Atencia went on to say that rescuing the chimp led to a visit to the Brazzaville Zoo, where other chimpanzees were held in barren cages in deplorable conditions, most of them orphans from the bushmeat trade – great apes are commonly eaten in Central Africa. Goodall decided she had to do something, and using her considerable skills of persuasion and fund-raising, the RoC government donated 7,000 hectares (17,300 acres) of land located about 50 kilometers (31 miles) north of Pointe-Noire near the coast to the Jane Goodall Institute (JGI).
“The place was used before as a military camp, where Cubans trained the Congolese army,” said Atencia with a wry smile. “Now it’s used for something better.”
Since those early years, including under the dedicated and energetic leadership of Atencia and her husband Fernando Turmo since 2006, Tchimpounga has expanded to a 55,000 hectare (136,000 acres) national reserve, with protected status.

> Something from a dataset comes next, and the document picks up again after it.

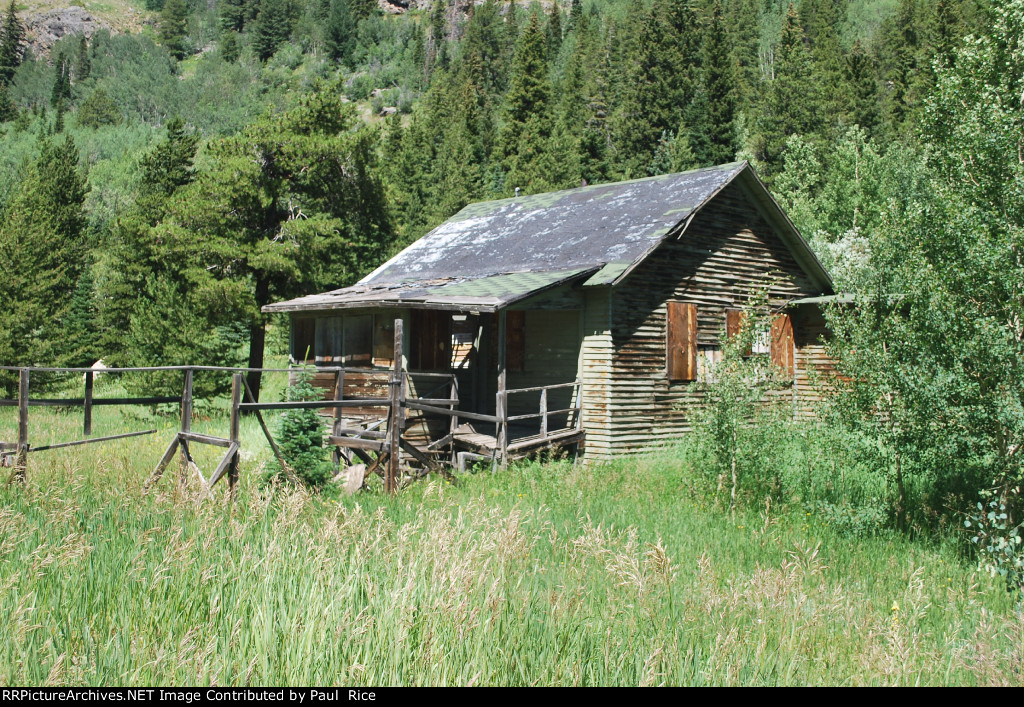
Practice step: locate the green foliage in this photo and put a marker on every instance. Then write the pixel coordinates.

It’s also the home to more than 160 chimpanzees.
Tchimpounga chimps learning to go wild on an island in the Kouilou River. Photo by Daniel Stiles.
“We do research with the Max Planck Institute and Harvard, carry out conservation work, and we have a very active program to create awareness, educating people that they should stop hunting, eating and trafficking great apes,” explained Atencia.
As we returned from visiting the islands in the JGI vehicle, we stopped at the barrier pole that controlled access to the national reserve.
“You see that big open area?” Atencia asked, pointing to a large cleared area next to the dirt track that looked like an abandoned parking lot. “A few months ago it was full of equipment and housing for workers.”
Atencia recounted how a Chinese mining company had come last year to prospect for potash, an important base mineral for fertilizer. As they put in test core drillings, oil gushed out of one of them. The mining company left and a Chinese oil company replaced them, setting up camp just outside the Tchimpounga National Reserve.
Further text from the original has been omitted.